“Richard, I have a sample I want you to pick up and duplicate for us,” Darryl said, “when can you be here?”
“I’ll stop by tomorrow morning,” Richard said writing the appointment on his calendar.
Richard parked in front of Darryl’s office.
“Hi Richard,” Sally said waving him in. “Darryl said you’d be stopping by, he should be here any minute.”
“I see you still have the Pocket Trout flashlight I gave you, does it still work?”
Laughing, Sally squeezed it sides and flashed him. “I may never forgive you for the first time we met, but it still works.”*
Darryl walked in the door. “Hey dick head, perfect timing.

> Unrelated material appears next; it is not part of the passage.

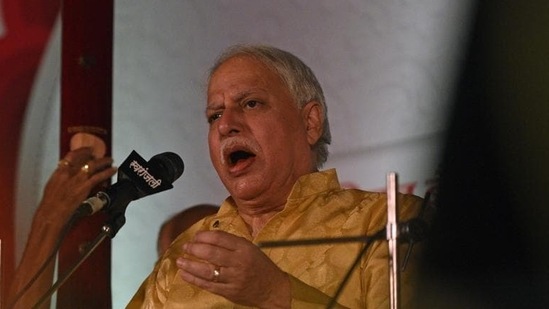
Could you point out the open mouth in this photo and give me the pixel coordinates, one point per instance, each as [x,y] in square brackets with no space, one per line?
[239,156]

I’ve got the sample sitting at the loading dock in back, why don’t you bring your truck around and I’ll meet you back there.”

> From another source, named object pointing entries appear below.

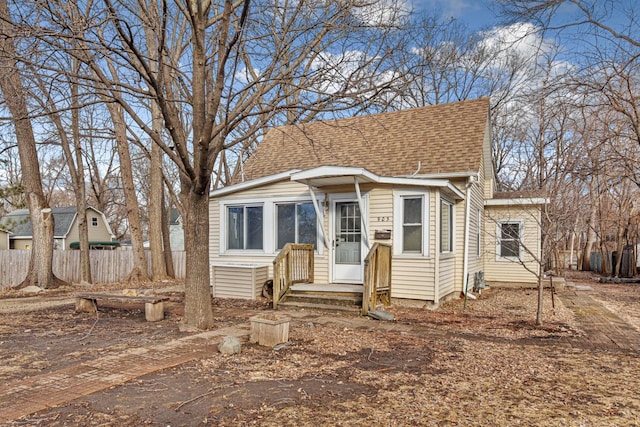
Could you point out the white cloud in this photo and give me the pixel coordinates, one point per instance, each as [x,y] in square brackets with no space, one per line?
[382,13]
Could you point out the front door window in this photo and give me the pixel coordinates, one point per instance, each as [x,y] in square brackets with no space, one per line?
[347,243]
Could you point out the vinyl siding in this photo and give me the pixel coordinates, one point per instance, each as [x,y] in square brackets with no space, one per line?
[447,275]
[238,281]
[505,271]
[380,213]
[411,277]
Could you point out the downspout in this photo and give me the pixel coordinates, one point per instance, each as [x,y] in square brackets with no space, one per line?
[363,222]
[320,217]
[467,220]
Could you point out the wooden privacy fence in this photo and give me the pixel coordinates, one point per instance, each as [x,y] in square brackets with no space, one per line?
[106,266]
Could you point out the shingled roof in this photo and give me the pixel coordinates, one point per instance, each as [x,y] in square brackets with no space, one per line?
[442,139]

Richard pulled up to the loading dock. Darryl arrived just as Richard got out of the truck.
“So, where’s this sample?” Richard asked looking around.
“Your standing next to it.”
Richard looked down. A 350-pound piece of equipment lay on the floor. Richard whistled.
“I guess I was expecting something much smaller.”
“Nope, that’s it. I’ll help you load it onto your truck,” Darryl said picking up one end.
“Wow, this is heavy,” Richard said lifting his end.
As they lowered it into the truck bed, the suspension groaned.
“I just need you to match the dimensions so we can drop the replacement onto the existing footprint,” Darryl said wiping the sweat from his forehead.
“I’ll let you know what we can do.”
Richard returned to the office and called the factory. “I have a 350-pound piece of equipment I need to send back to you.”
The factory said, “It’s really easy, just crate it, palletize it and freight forward it to us. We do it all the time.”
“Great, I’ll get it going.”
Richard called Federal Express.
The FedEx representative said, “Go to our website, follow the instructions for LTL shipping.”
“What does LTL stand for?”
“Less than Truck Load. It’s easy, just follow the instructions on our website.”
I entered the office as Richard hung up the phone.
“Fannie, this should be simple, we just need to get the items listed on FedEx’s website.”
“Can I help?”
“Sure, do you mind calling to find out who in the area carries these supplies?” Richard said handing me the page he printed.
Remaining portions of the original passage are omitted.